Smart speakers like Amazon Alexa and Google Home already get plenty of questions about the weather, but the technology could soon make a meaningful contribution to patient outcomes during surgery, according to a Sunday presentation at the Society of Interventional Radiology (SIR) annual meeting in Austin, TX.
Researchers at the University of California, San Francisco (UCSF) have developed an application using a Google Home smart speaker that takes questions from interventional radiologists and surgeons about the correct size of a device for a particular procedure. It answers those questions with a recommendation from which the physician can make a final, informed decision.
"This research project is about asking the question: How can this powerful and fundamentally different technology be harnessed to offer value to our patients in the hospital?" said presenter Dr. Kevin Seals, a fellow in interventional radiology at UCSF. "To this end, we created a variety of tools, with this particular study focusing on the use of smart speakers for issues related to the sizing of medical devices, a common and fundamental challenge during procedures."
Bringing Google into surgery
Interventional radiologists and surgeons often face the challenge of how to take advantage of software and computers after they have donned their sterile scrubs for surgery.
"You put on those sterile surgical gloves and suddenly you lose one of your modern superpowers," Seals said. "You cannot touch a smartphone, use a tablet, or operate a computer.

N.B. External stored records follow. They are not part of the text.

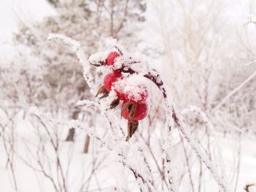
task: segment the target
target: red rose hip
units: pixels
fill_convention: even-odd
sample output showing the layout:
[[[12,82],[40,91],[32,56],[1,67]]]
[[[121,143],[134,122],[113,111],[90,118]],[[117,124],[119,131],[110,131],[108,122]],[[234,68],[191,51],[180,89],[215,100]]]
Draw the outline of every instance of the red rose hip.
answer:
[[[108,58],[106,58],[106,64],[108,66],[113,65],[116,61],[116,58],[120,55],[119,53],[112,52],[108,54]]]
[[[110,91],[112,84],[117,80],[118,78],[121,77],[120,73],[110,73],[104,77],[104,86],[107,91]]]

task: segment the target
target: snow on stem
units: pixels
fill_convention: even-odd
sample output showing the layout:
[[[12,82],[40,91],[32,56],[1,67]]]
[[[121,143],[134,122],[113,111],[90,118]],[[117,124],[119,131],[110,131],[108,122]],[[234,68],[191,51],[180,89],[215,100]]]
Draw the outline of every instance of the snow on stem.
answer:
[[[122,71],[123,72],[127,72],[130,74],[135,74],[138,73],[138,72],[132,69],[126,69]],[[194,150],[194,152],[196,153],[199,159],[201,162],[203,162],[206,166],[209,169],[209,171],[211,172],[214,180],[218,183],[219,188],[222,190],[222,191],[226,192],[229,191],[227,189],[226,185],[224,183],[222,180],[219,177],[217,172],[216,171],[216,169],[214,166],[214,164],[211,163],[211,161],[208,158],[208,156],[205,154],[203,152],[202,152],[200,150],[200,147],[197,145],[197,144],[195,142],[195,140],[190,137],[189,133],[187,131],[187,126],[183,122],[182,117],[178,116],[177,112],[175,109],[174,105],[173,104],[173,102],[170,101],[170,98],[168,97],[165,88],[164,87],[164,82],[160,79],[159,74],[158,74],[155,71],[149,72],[146,74],[144,74],[143,76],[146,78],[149,79],[151,80],[162,91],[162,93],[163,95],[163,97],[165,99],[165,115],[166,115],[166,120],[167,120],[167,126],[168,128],[168,131],[171,131],[171,125],[170,125],[170,119],[169,117],[172,117],[173,120],[174,120],[176,126],[179,128],[181,131],[182,135],[187,140],[187,142],[189,143],[192,149]],[[203,115],[203,118],[206,118]],[[205,119],[206,120],[206,119]],[[168,156],[167,156],[168,157]],[[170,162],[170,159],[167,158],[166,161],[168,163]],[[170,180],[172,180],[172,178],[170,177]]]
[[[75,53],[76,53],[76,55],[79,59],[80,63],[83,66],[83,77],[84,77],[86,81],[87,82],[89,86],[91,88],[91,92],[92,92],[93,89],[94,89],[94,84],[93,84],[93,77],[89,72],[89,69],[90,69],[89,68],[89,62],[86,58],[83,50],[81,48],[80,43],[78,42],[77,41],[72,39],[69,37],[65,37],[65,36],[61,35],[61,34],[50,34],[49,37],[48,37],[48,39],[51,40],[53,39],[61,39],[61,40],[64,41],[66,44],[72,46],[72,47],[73,48],[73,50],[75,51]],[[133,70],[132,69],[129,68],[127,66],[124,66],[123,68],[119,69],[119,70],[120,70],[120,72],[124,72],[124,73],[139,74],[138,72],[136,72],[136,71]],[[239,89],[241,87],[242,87],[244,85],[244,84],[245,84],[250,79],[252,79],[255,76],[255,74],[253,74],[253,75],[249,77],[250,78],[249,78],[249,80],[246,80],[246,82],[244,83],[242,83],[243,85],[241,85],[241,86],[238,86],[238,89]],[[174,105],[173,104],[173,102],[170,100],[170,98],[166,93],[166,91],[165,91],[165,88],[164,86],[164,82],[160,79],[159,74],[156,71],[152,70],[151,72],[144,73],[143,74],[143,76],[144,77],[148,78],[148,80],[151,80],[162,91],[163,97],[165,99],[166,125],[167,127],[167,131],[169,132],[170,132],[170,131],[171,131],[171,117],[172,117],[176,126],[179,128],[182,135],[184,136],[184,137],[185,138],[187,142],[189,144],[192,149],[195,151],[195,153],[196,153],[197,157],[200,158],[201,162],[203,162],[206,165],[206,166],[210,170],[214,178],[215,179],[215,180],[218,183],[219,188],[224,192],[229,191],[227,190],[227,188],[226,187],[226,185],[225,185],[225,183],[222,180],[222,179],[219,177],[218,173],[215,170],[214,166],[213,164],[211,163],[211,160],[209,159],[209,158],[207,156],[207,155],[204,154],[204,153],[200,150],[200,147],[199,147],[199,146],[197,146],[197,144],[195,142],[195,140],[190,137],[189,134],[187,131],[187,126],[183,122],[182,117],[179,117],[178,115],[176,110],[174,107]],[[235,92],[236,92],[236,91],[237,91],[237,90],[236,89]],[[106,116],[105,112],[105,115]],[[108,118],[108,116],[106,116],[106,118],[109,120],[108,123],[109,123],[110,126],[111,126],[112,123],[111,123],[110,120],[109,118]],[[168,158],[168,155],[166,155],[166,157],[167,157],[166,161],[167,161],[167,163],[169,163],[170,161],[170,159]],[[124,164],[124,163],[125,161],[124,161],[124,160],[123,160],[123,161],[121,161],[120,162]],[[140,177],[140,174],[138,174],[138,173],[135,173],[134,170],[132,169],[132,167],[130,167],[128,165],[126,165],[125,164],[124,164],[124,166],[128,167],[128,169],[129,169],[134,173],[134,175],[135,175],[136,180],[138,177],[142,179]],[[169,170],[169,172],[170,172],[170,170]],[[172,185],[171,183],[172,183],[173,179],[172,179],[171,176],[170,175],[170,172],[167,174],[168,174],[168,177],[169,177],[168,178],[169,183],[169,183],[170,184],[169,187],[170,189],[170,188],[171,188],[171,185]],[[146,184],[143,182],[143,180],[142,180],[142,181],[143,181],[143,183]],[[150,188],[148,186],[148,184],[147,185],[148,185],[148,188],[149,189]],[[140,190],[141,190],[141,188],[140,188]],[[174,189],[173,189],[173,191],[175,191]]]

In some sense, you are robbed of modern technology."
At the same time, interventional radiologists have a multitude of devices available to them. Their options increase almost daily, as new interventional techniques and devices are developed. Needless to say, it is a daunting task for any interventional radiologist to keep pace with the technological advances and specifications of newer tools.
"Currently, when there is a question around sizing, the workflow involves having a member of the team dig through a dense manual for device specifications to retrieve the sizing information," Seals said. "That approach is cumbersome, inefficient, and takes time and attention away from direct patient care."
To overcome these constraints, the researchers developed a device-sizing application for use with the Google Home smart speaker. The application processes questions from a human voice and provides recommendations on the correct size of a medical device.
For example, a physician may need to know what size sheath should be applied to a particular type of stent for a patient's blood vessel. The smart speaker could quickly and accurately communicate the most appropriate size based on the specific circumstances of the surgery.
'Technological magic'
"The technological magic that enables tools like this comes from advances in machine learning and natural language processing," Seals explained. "These tools can understand human language in a rapid, sophisticated way that was previously impossible."
The researchers implemented natural language processing using a program from Google called Dialogflow, which is designed to quickly process and understand a physician's question. An extensive literature review also was performed to compile the medical content and device-sizing information for 475 interventional radiology devices, including catheters, sheaths, stents, vascular plugs, and other accessories.
"As a result, we were able to build a helpful tool for interventional radiologists that can provide critical information almost instantaneously, all while the physician stays in a sterile surgical scrub," Seals said. "While this tool is powerful and useful, it represents an early step in what will likely be a transformative technology in healthcare, with smart speakers and voice analysis offering an enormous array of useful medical tools in the future."
In fact, Seals and colleagues have already created an application that allows physicians to assess device cost information during a procedure. It is a "topic that many interventional radiology physicians know all too little about," he contended. "If we can assess the cost of a particular piece of equipment in a millisecond, we may be more inclined to make economically thoughtful decisions."
Inventory and privacy
The researchers also hope to develop a tool that could query a hospital's inventory to determine what equipment or supplies are readily available. For example, one could ask how many 6-mm stents are currently in stock. Right now, someone would have to leave the procedure, walk to an inventory storeroom, hunt down the article, and report back to the operating suite. Such a process is "superinefficient, and we can do better," Seals said.
There is still some fine-tuning to perfect the smart speaker technology for interventional radiology and healthcare in general. One issue is the need to ensure patients' privacy rights under HIPAA.
"That is clearly a significant challenge and something to think about very carefully," Seals said. "It is something that we have to execute perfectly before this [smart speaker technology] can be used practically in the clinical setting. In the future, there are clear pathways to take care of that, and given the value that it offers to our patients, we will find a way to get it done."
There has been considerable discussion about both Google and Amazon releasing a HIPAA-compliant smart speaker; both companies are interested in engaging physicians to work on these types of projects, he said. Other companies are also developing new smart speaker hardware with clinical use cases in mind.